„Wer in blindem Aktionismus Freiheiten opfert, spielt den Terroristen in die Hände. Es ist schlicht verantwortungslos, massive Grundrechtseingriffe im Namen der Terrorbekämpfung durchzuwinken, ohne dass es irgendeinen Nachweis für die Wirksamkeit der Maßnahmen gibt. Statt Europa mit immer neuen Sicherheitsplacebos in einen Kontinent der Überwachung zu verwandeln, brauchen wir endlich evidenzbasierte Strategien gegen Gewalt und Extremismus.“, fordert Alexander Sander, Hauptgeschäftsführer des Vereins Digitale Gesellschaft.

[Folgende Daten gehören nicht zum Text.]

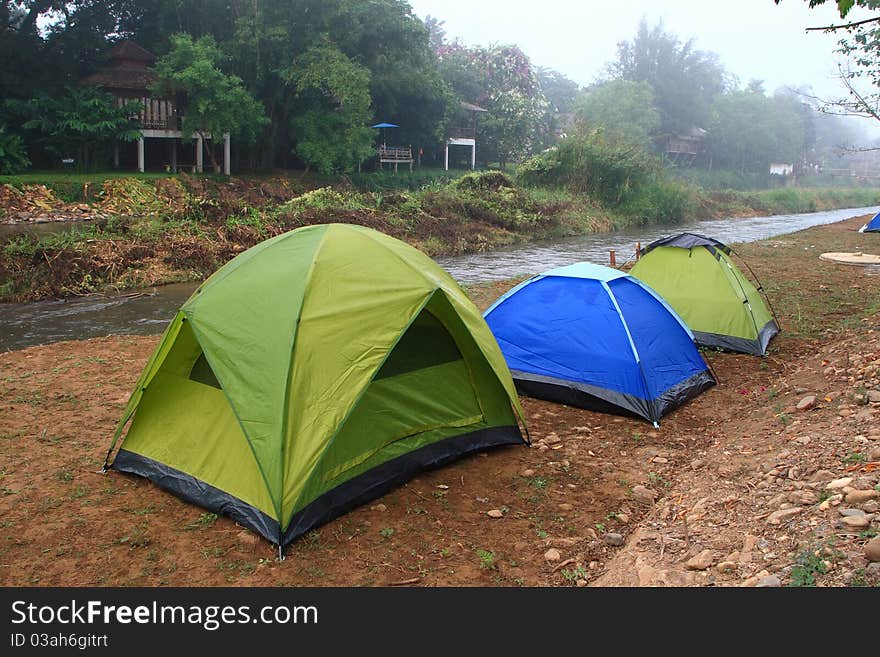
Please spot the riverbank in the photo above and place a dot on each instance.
(749, 484)
(152, 231)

Der Innenausschuss (LIBE) des Europäischen Parlaments (EP) hat heute über die geplante Terrorismusrichtlinie abgestimmt und damit zugleich seine Position für die nun folgenden Trilog-Verhandlungen festgelegt. Schon der ursprüngliche Richtlinienvorschlag der EU-Kommission wurde unter dem Eindruck der Anschläge von Paris im vergangenen November im Schnellverfahren ohne Folgenabschätzung erstellt. Obwohl bislang keinerlei Nachweise über Sinnhaftigkeit und Wirksamkeit der dort vorgesehenen Anti-Terror-Maßnahmen vorliegen, votierte der Ausschuss nun sogar für eine deutliche Verschärfung des Kommissionsvorschlags. Nach dem LIBE-Beschluss soll es neben Netzsperren künftig auch mehr Überwachung innerhalb und außerhalb des Netzes geben.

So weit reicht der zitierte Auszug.